Was the result always to feel vindicated in their cause or were they trying to make money? To us, this has elements of a Ponzi scheme. Many people were encouraged to join through online forums such as Reddit and we would bet those encouraging others had already put money in.

The more people they get in, the higher the price goes and the more profit they make.

Many believe that the key to trading and investing is when to get in but it is actually when to get out. Looking at the GameStop chart, you can see people getting in and pushing that price up but what we can not seem to identify is a clear exit strategy.

(Photo Credit: NYTimes.com)

Since the rise, it has gapped own and the stock has dropped to around $60 which we predict will go even lower. With the cost of the stock declining, those who entered at the high stand to lose a lot of money. Somebody will be making money from this and it is the people making the price go down. It’s the institutions who, once again, are manipulating the stock and forcing the price down. This manipulation has forced people out of their long positions and forced them to sell at stupid prices.

This to us says that there was no exit strategy in place or any strategy at all. When entering the market, there are 5 things to take into consideration:

  1. When to get in
  2. What price to get in
  3. When to get out
  4. How much money to invest

Lets apply this to the Game Stop scenario…

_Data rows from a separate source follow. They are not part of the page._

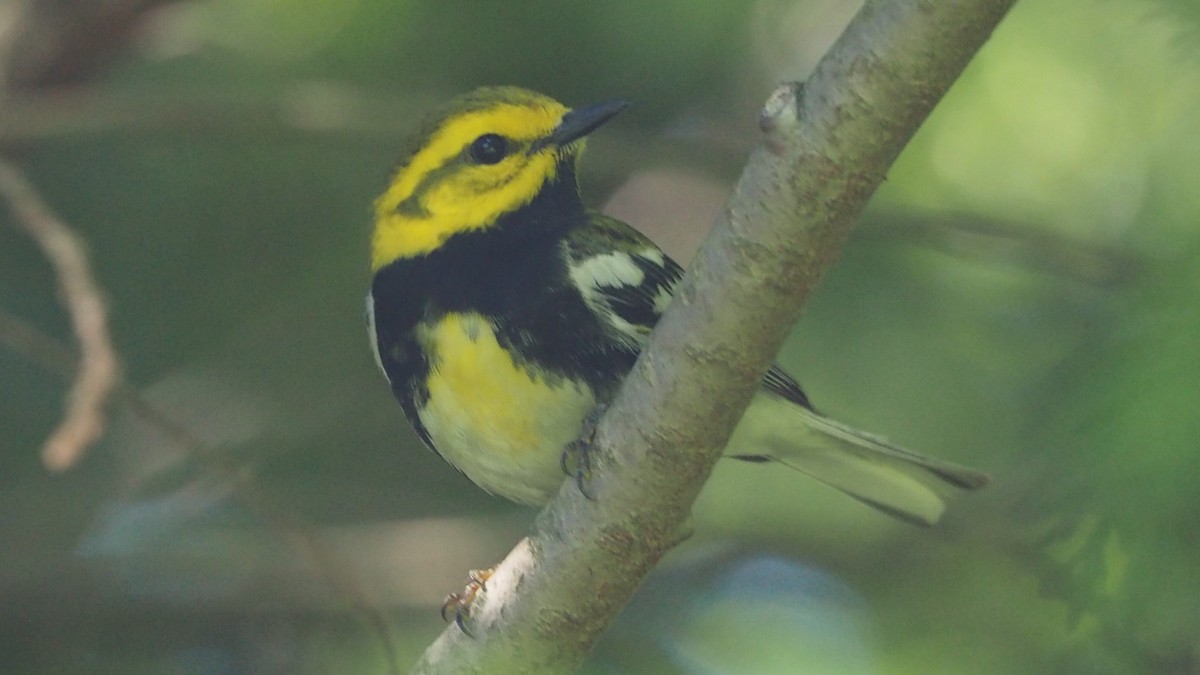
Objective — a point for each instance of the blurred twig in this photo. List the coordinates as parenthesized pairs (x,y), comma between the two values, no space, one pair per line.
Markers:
(48,42)
(52,354)
(99,371)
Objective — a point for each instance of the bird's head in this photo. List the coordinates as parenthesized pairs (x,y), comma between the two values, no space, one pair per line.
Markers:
(480,156)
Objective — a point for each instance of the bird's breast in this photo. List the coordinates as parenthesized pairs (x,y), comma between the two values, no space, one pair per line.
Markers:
(501,422)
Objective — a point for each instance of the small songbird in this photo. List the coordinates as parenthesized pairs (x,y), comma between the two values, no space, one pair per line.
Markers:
(503,311)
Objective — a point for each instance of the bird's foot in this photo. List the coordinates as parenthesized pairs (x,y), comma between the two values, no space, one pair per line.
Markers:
(459,604)
(576,460)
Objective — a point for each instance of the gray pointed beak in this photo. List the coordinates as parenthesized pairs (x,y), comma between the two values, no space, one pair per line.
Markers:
(579,123)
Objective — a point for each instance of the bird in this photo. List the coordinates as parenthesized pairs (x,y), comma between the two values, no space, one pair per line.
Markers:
(503,311)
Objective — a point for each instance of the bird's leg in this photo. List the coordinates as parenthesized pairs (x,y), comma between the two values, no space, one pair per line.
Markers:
(575,459)
(460,603)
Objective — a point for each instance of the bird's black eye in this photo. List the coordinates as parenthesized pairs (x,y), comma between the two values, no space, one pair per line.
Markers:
(489,149)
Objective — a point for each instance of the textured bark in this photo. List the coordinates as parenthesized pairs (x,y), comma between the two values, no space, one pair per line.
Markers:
(826,147)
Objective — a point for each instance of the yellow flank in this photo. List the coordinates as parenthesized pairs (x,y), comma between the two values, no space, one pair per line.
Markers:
(497,422)
(472,196)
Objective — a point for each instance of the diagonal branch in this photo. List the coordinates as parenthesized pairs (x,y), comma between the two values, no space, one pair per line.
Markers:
(99,370)
(826,147)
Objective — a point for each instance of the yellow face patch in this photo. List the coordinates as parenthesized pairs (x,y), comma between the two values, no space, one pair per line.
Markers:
(438,193)
(497,422)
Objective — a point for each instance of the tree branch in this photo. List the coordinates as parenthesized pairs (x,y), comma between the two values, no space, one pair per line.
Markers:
(99,370)
(826,147)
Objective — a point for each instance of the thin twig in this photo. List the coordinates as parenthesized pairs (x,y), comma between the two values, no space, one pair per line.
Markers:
(54,356)
(99,370)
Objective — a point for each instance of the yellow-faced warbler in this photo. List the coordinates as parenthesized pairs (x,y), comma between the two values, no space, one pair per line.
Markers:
(503,311)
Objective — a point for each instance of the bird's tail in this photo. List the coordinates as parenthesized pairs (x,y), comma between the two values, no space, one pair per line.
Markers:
(895,481)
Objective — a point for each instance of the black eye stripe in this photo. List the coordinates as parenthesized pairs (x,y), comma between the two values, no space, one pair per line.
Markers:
(489,149)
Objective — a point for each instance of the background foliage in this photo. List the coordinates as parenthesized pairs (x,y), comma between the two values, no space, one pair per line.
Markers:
(1021,297)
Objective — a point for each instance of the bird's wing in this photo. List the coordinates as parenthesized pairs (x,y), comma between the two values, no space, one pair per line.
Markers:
(628,281)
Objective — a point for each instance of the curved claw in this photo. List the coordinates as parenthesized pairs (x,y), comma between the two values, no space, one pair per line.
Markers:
(462,602)
(575,460)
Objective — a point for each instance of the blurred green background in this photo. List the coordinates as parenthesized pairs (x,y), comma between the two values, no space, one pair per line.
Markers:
(1023,296)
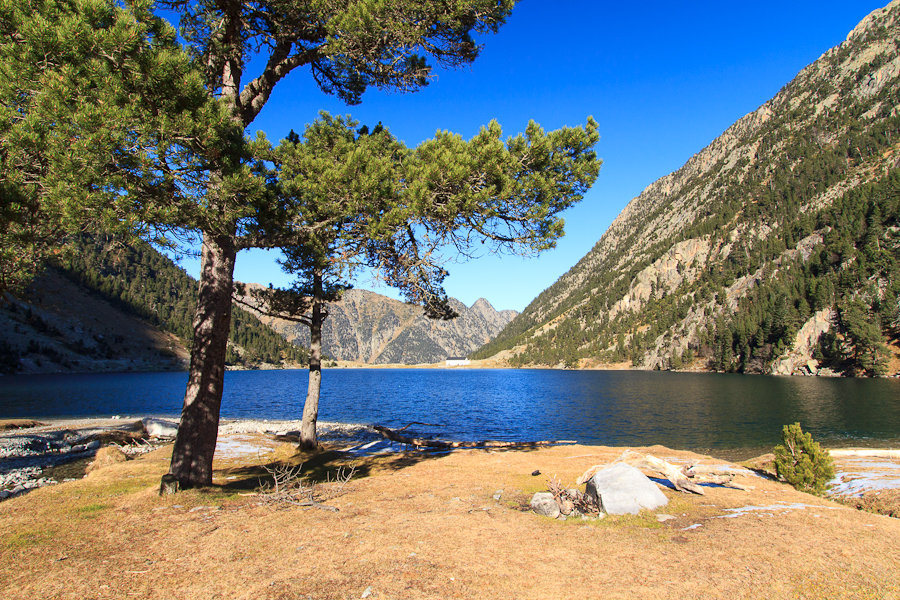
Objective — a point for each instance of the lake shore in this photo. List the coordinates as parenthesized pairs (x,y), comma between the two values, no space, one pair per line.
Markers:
(414,525)
(29,447)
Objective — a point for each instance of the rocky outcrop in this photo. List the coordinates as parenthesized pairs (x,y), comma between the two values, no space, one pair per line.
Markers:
(370,328)
(799,360)
(680,266)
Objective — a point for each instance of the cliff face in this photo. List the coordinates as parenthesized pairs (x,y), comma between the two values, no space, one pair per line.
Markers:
(370,328)
(678,269)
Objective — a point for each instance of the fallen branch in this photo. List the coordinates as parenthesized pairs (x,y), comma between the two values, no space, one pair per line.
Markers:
(394,436)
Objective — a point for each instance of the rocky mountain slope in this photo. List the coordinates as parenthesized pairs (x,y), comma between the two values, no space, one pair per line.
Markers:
(111,307)
(65,328)
(773,249)
(370,328)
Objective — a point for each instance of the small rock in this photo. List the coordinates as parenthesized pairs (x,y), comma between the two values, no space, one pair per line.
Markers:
(159,427)
(663,518)
(543,503)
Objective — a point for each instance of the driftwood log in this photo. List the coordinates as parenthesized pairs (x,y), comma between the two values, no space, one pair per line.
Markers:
(396,436)
(684,479)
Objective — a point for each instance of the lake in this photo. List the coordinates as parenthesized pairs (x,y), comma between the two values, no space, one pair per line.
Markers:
(696,411)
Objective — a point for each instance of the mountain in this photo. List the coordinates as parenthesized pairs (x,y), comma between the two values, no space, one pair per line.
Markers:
(775,249)
(107,306)
(370,328)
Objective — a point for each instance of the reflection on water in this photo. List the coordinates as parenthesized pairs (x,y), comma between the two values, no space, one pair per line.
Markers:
(682,410)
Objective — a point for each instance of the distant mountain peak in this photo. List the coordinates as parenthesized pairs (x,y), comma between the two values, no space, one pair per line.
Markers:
(786,216)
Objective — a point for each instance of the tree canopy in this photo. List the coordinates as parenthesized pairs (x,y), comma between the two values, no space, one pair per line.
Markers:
(111,121)
(365,200)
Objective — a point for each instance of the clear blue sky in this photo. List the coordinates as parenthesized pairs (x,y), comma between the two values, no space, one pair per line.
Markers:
(663,80)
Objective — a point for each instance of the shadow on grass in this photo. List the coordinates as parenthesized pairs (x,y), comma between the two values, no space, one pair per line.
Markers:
(326,463)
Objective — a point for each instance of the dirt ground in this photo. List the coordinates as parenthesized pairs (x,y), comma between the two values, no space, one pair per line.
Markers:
(421,526)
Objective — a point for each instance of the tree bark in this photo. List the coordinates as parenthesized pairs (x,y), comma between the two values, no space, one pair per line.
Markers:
(195,442)
(308,439)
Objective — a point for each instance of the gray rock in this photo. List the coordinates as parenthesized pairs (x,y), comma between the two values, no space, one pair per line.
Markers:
(543,503)
(159,427)
(621,489)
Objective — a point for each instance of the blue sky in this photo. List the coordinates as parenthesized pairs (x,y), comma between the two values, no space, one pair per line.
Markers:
(662,80)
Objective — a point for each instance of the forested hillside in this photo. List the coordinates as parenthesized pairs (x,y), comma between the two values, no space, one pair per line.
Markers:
(133,280)
(775,249)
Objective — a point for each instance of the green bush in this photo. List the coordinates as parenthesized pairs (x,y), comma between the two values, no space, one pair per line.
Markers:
(802,462)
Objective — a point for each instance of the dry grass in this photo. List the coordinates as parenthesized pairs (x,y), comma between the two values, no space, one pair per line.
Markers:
(429,527)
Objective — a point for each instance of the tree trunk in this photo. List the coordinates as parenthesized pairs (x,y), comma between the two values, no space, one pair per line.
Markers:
(308,440)
(195,442)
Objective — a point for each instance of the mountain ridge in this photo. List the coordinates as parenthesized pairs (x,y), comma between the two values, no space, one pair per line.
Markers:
(833,129)
(369,328)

  1. Where to get in – Before buying stocks, always look at the company’s fundamentals. With the global pandemic, GameStop, as a non-essential retailer, does not have good fundamentals. This is a short sell, used to add liquidity into the market. This also prevents the exuberance displayed in the GameStop chart.
  2. What price to get in – The price to get in was $20 but the chart shows people were still buying when it was at $450. Looking at the company’s fundamentals and previous prices, the company was not worth this, so why do people continue to buy when it was reaching this astronomical price?
  3. When to get out – To ensure you are in control, you should have a stop-loss in place to ensure minimal losses and risk. There does not appear to be a point where people were getting out.
  4. How much money to invest – Our rule is to never risk more than 1% of your portfolio so it would interesting to know how much people invested and what % of their portfolio they risked in this.

We would say it is too early to predict what will happen but the repercussions of this could be less selling short in the market which would be a mistake. It is not selling short that pushes the price down, it is just selling. People who got in around the $20 mark and then got out, yes, institutions put in and sold short, but a lot of people simply just got out.

It would be interesting to hear from people who made money from this and if they did have a strategy. From looking at the chart and seeing the conversations on forums, it would appear a lot of people joined to be part of the movement but trading with emotions at its core is a dangerous game.

This is not what we recommend, we always rely on our strategies and ensure we have a clear plan on how to invest, including the rule of never risking more than 1% of your entire portfolio.